De uitspraak van de Voorzieningenrechter van de Afdeling van 12 januari 2024, ECLI:NL:RVS:2024:68 draait om een verzoek om handhaving van MOB aan het college uit 2014 om op te treden tegen een vleesvarkensstal. MOB verwijt het college niet actief te handhaven en niet de stal te sluiten. Het college wil dat op dit moment niet, omdat de belanghebbende een PAS-melder is. Hij zou op korte termijn in aanmerking komen voor legalisatie waardoor handhaven op dit moment onevenredig is.

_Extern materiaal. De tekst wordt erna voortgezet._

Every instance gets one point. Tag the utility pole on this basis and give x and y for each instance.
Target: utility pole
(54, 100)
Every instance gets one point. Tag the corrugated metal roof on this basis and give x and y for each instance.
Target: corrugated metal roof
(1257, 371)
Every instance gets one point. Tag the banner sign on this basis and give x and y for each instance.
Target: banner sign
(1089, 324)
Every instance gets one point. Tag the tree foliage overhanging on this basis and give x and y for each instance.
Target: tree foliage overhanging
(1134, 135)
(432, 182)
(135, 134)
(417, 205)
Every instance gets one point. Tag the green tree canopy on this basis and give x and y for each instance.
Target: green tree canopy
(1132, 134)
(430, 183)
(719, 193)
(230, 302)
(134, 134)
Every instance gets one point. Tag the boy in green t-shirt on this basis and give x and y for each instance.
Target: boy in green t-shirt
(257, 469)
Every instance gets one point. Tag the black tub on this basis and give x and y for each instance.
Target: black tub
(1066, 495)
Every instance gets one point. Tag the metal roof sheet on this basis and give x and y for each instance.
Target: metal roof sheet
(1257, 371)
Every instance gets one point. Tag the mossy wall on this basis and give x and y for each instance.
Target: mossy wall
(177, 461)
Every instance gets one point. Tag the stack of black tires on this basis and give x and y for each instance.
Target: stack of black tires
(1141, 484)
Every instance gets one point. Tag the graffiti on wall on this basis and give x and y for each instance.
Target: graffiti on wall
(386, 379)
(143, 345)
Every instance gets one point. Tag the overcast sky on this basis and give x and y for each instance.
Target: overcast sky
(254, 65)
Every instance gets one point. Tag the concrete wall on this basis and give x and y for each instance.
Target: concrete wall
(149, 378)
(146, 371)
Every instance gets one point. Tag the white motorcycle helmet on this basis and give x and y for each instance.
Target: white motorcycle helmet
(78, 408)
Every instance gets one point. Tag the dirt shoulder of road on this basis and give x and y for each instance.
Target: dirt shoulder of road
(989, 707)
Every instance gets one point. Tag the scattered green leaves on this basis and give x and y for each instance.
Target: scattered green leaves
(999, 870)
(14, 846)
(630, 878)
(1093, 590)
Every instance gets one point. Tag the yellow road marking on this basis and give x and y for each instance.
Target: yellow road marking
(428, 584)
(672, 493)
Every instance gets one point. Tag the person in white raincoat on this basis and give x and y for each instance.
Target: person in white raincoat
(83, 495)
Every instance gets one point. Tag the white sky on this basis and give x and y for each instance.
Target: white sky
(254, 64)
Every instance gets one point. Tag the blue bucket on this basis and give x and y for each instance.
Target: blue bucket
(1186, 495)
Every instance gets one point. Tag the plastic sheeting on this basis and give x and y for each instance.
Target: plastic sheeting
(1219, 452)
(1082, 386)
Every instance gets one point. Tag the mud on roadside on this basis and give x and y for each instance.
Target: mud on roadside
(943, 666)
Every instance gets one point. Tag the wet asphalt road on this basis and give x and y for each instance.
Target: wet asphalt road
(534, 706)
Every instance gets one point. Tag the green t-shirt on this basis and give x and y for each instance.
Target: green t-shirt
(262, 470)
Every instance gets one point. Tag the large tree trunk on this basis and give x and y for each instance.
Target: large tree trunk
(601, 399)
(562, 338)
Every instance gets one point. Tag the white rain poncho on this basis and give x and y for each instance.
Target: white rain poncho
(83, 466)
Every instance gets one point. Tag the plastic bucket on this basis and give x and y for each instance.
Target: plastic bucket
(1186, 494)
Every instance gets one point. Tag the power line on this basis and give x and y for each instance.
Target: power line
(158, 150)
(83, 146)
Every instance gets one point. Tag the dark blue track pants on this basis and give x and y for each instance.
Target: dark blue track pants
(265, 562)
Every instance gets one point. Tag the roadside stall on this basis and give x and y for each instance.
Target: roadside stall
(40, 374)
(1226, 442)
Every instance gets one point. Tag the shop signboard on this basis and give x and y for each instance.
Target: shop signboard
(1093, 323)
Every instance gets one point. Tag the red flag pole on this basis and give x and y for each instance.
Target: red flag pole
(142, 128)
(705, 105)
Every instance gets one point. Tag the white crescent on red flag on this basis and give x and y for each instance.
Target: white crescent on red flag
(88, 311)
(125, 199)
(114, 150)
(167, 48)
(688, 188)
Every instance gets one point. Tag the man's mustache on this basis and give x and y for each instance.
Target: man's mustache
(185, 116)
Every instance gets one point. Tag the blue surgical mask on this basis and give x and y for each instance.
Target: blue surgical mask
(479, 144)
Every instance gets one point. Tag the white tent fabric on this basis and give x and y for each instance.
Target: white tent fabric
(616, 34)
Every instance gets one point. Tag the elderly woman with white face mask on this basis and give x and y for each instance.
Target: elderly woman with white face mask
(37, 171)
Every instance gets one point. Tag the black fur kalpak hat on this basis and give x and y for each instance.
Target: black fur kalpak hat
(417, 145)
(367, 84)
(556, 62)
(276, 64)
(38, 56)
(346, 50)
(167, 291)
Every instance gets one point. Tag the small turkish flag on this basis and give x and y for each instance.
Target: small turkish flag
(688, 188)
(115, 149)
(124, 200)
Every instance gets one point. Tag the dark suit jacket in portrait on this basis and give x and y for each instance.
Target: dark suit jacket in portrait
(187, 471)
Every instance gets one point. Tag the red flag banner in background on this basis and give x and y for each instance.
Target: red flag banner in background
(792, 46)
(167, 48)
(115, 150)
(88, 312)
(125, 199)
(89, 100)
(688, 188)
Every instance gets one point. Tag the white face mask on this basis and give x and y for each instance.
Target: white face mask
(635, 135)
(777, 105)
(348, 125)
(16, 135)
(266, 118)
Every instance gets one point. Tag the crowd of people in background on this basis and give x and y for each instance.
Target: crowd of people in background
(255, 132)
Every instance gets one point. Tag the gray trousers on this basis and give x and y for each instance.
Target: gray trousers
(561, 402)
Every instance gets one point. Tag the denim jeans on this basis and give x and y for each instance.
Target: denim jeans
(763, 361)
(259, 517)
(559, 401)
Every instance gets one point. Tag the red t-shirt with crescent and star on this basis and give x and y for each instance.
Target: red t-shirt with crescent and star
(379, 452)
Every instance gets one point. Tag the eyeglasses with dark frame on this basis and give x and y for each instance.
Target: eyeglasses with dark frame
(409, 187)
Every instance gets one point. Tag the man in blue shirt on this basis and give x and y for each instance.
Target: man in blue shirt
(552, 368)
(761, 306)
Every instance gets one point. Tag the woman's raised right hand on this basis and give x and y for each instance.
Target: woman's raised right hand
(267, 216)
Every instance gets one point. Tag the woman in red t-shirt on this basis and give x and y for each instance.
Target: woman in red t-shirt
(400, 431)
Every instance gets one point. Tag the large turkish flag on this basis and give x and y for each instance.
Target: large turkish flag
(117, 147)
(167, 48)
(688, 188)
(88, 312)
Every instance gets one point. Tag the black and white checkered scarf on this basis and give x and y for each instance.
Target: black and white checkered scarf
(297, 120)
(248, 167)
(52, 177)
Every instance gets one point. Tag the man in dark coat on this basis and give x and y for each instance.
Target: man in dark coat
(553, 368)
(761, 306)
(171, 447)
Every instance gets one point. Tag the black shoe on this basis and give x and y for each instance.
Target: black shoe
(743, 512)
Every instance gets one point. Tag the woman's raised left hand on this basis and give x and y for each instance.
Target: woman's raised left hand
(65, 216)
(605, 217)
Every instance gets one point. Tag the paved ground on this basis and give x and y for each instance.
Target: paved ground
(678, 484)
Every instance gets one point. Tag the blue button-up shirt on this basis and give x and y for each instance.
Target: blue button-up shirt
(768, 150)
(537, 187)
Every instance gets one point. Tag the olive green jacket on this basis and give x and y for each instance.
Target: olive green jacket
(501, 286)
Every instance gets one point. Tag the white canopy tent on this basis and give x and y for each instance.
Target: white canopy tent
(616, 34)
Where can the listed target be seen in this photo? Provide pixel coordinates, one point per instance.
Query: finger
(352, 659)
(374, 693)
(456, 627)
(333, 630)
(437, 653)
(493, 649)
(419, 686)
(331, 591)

De rechtbank heeft geoordeeld dat het college in het besluit van 4 april 2023 nog steeds niet goed heeft gemotiveerd waarom handhaving onevenredig is in verhouding tot de daarmee te dienen natuurdoelen. Hiertegen heeft het college hoger beroep ingesteld. Het college vraagt nu de voorzieningenrechter te bepalen dat het geen nieuw besluit op het bezwaar hoeft te nemen totdat de Afdeling op dit hoger beroep heeft beslist.
Op zitting heeft het college toegelicht dat de belanghebbende een PAS-melder is die in het legalisatieprogramma zit en dat het college bezig is met legaliseren van de vleesvarkensstal in kwestie. De voorzieningenrechter neemt dit als uitgangspunt bij de beoordeling van het verzoek. Deze handhavingsprocedure is namelijk niet geschikt om te toetsen of uiteindelijk aan de voorwaarden van het legalisatieprogramma wordt voldaan. Dit betekent dat de voorzieningenrechter niet ingaat op het betoog van MOB dat dit niet het geval is. Dat argument kan zo nodig een rol spelen op moment dat de vergunning in het kader van het legalisatieprogramma wordt verleend.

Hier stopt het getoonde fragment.